Ein Herr Klöntgens ruft an. Ein pensionierter Kriminalbeamter, der damals den Vermisstenfall bearbeitete, derjenige, der gesagt hat, man solle die Hoffnung nicht aufgeben. Auch er will zur Beerdigung kommen, darf er.

Die Beerdigung findet am Samstagmorgen statt.
Bis vor zwei Jahren gab es samstags in der Stadt überhaupt keine Beerdigungen, nur in den kleineren Gemeinden ringsherum. Dann fing man in der Stadt damit an und seltsamerweise hörten die kleinen Gemeinden dann damit auf.
Die Beerdigung findet in einer solchen kleineren Gemeinde statt, auf dem Friedhof liegen auch schon die Großeltern von Monika, sie bekommt ein Grab ziemlich weit davon entfernt, mit viel Phantasie kann man aber sagen, daß man von dort aus das Grab der Großeltern sehen kann.

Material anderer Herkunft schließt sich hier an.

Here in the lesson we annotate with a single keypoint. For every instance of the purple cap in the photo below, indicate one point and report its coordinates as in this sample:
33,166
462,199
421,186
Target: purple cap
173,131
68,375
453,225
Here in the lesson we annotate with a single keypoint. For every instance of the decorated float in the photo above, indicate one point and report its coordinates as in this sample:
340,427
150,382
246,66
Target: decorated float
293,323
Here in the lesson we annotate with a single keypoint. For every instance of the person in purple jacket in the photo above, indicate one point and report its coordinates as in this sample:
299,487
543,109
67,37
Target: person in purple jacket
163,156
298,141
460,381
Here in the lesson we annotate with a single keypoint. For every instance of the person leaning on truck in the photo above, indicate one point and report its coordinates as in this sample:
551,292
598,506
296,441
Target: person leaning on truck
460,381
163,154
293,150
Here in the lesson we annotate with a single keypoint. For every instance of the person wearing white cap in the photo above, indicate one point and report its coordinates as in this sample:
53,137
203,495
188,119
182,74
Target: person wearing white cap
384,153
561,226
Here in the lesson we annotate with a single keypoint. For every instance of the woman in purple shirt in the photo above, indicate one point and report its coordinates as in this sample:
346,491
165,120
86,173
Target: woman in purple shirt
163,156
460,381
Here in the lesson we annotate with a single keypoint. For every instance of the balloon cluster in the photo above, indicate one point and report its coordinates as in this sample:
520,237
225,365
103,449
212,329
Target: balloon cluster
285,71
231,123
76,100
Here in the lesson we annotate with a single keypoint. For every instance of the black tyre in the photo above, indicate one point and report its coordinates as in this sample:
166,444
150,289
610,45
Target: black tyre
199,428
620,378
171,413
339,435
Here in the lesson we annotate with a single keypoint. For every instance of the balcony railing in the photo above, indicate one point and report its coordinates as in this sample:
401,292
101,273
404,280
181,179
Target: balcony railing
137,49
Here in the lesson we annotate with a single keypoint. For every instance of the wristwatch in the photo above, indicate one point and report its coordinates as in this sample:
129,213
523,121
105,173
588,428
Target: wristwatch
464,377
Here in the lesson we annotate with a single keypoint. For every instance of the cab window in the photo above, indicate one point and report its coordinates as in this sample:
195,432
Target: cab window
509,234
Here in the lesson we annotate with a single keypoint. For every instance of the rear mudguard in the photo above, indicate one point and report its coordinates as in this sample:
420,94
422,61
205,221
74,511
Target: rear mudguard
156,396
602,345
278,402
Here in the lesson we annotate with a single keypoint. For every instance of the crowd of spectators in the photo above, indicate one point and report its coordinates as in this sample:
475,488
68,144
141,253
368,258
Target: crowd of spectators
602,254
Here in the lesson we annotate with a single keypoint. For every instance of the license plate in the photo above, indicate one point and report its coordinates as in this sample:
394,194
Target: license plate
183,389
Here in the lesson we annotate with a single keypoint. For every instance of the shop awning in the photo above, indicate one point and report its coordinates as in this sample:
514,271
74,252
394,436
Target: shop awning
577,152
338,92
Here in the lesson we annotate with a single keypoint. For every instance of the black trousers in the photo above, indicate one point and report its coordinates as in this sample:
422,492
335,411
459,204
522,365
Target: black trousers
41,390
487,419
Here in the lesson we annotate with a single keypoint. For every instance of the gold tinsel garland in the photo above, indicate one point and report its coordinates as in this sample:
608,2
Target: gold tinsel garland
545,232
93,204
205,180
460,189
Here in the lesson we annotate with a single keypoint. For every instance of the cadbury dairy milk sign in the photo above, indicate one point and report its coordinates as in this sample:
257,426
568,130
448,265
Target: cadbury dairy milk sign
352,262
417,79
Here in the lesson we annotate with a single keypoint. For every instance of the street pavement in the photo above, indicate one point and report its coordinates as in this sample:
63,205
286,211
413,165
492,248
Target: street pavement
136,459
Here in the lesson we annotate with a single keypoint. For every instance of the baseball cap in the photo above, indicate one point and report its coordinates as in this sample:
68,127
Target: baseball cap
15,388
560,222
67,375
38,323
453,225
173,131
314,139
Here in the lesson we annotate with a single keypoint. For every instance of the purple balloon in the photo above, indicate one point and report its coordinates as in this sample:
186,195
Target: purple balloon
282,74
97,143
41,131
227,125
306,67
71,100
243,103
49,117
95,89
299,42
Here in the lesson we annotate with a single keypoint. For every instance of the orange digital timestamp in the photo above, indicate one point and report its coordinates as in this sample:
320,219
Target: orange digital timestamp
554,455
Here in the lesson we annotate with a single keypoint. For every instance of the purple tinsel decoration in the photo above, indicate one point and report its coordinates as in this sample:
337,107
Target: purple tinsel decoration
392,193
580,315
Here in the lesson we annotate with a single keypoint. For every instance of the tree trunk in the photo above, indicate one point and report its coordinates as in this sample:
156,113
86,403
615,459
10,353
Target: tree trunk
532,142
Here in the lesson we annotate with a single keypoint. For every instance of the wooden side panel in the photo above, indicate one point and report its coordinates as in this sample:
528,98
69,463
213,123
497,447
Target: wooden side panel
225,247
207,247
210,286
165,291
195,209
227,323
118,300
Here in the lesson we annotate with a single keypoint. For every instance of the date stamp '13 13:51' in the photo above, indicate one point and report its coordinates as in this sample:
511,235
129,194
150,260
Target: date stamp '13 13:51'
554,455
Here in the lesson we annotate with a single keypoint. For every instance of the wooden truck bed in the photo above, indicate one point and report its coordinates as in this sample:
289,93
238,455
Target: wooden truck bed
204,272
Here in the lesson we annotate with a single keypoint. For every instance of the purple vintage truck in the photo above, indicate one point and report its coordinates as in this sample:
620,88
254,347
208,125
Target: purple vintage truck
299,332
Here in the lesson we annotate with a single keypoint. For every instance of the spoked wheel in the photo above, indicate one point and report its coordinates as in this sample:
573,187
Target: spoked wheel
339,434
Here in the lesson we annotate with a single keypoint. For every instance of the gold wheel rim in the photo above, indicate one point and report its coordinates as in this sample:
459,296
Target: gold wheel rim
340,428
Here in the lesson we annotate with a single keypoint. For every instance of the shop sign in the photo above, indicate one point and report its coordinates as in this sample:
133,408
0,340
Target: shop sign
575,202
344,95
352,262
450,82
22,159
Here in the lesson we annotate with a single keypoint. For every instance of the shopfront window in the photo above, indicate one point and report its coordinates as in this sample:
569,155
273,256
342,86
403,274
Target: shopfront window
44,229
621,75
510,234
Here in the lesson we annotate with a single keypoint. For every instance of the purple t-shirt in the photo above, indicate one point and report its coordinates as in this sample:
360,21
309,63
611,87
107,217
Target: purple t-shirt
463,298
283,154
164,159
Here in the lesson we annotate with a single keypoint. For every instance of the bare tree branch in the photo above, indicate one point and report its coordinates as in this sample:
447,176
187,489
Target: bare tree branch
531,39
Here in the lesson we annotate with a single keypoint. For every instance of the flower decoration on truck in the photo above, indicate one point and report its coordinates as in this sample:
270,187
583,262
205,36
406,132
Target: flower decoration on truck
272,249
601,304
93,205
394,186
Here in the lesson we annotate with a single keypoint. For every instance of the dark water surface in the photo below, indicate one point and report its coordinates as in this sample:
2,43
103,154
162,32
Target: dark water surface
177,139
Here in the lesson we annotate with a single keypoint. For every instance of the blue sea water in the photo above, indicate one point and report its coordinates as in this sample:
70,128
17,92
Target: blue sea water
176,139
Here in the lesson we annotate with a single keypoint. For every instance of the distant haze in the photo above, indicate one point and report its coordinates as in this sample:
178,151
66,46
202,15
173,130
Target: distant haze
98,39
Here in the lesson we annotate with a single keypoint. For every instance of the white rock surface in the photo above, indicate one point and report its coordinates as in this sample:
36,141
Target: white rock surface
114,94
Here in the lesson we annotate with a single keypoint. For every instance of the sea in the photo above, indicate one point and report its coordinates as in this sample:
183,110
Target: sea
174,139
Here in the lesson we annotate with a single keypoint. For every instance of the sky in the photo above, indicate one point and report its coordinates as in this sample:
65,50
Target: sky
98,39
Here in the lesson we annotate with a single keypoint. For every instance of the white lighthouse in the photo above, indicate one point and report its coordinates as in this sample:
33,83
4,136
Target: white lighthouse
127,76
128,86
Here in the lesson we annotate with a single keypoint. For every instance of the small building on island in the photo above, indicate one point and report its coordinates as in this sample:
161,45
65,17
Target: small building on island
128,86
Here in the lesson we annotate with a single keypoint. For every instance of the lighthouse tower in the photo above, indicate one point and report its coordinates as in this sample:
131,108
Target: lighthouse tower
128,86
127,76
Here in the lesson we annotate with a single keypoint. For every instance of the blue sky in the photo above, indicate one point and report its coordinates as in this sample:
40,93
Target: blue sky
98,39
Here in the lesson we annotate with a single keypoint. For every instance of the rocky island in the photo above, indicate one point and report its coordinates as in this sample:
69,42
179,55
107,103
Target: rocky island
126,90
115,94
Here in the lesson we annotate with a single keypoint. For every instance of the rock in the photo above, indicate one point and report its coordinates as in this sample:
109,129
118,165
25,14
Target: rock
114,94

Am Samstag, morgen um halb neun ist es noch ganz ruhig und still auf diesem Friedhof. Etwa vierzig Personen sind gekommen, mehr als wir erwartet hatten, weniger als es vor zehn Jahren gewesen wären…
Die Kirchengemeinde hat einen Diakon geschickt, die Brandts haben es nicht so mit der Kirche, sie sind aber im Vorgespräch mit dem Mann sehr gut klar gekommen. Der Diakon erweist sich als blendender Redner, jemand der es versteht ernst und sachlich zu bleiben und dennoch Emotionen zu wecken. Er stockt, gibt offen zu, sprachlos zu sein und auch keine Antwort zu wissen auf all die vielen offenen Fragen. Er betet mit den Anwesenden und der Diakon schafft es, daß die Leute nicht nur gezwungenermaßen mitmurmeln, sondern inbrünstig seinem Gebet und seinen Fürbitten folgen.

Eine CD mit „Moonlight Shadow“ von Mike Oldfield wird gespielt, das habe Monika so geliebt. Der Organist versucht noch „Music was my first love“ in einer glücklicherweise abgekürzten Version, der Versuch mißlingt, aber das haben wohl nur wir gehört, die wir zwar mitfühlen, aber nicht ganz so stark emotional eingebunden sind. Der Familie und den Freunden hat es gut gefallen, sie haben die Missklänge nicht gehört, gut so.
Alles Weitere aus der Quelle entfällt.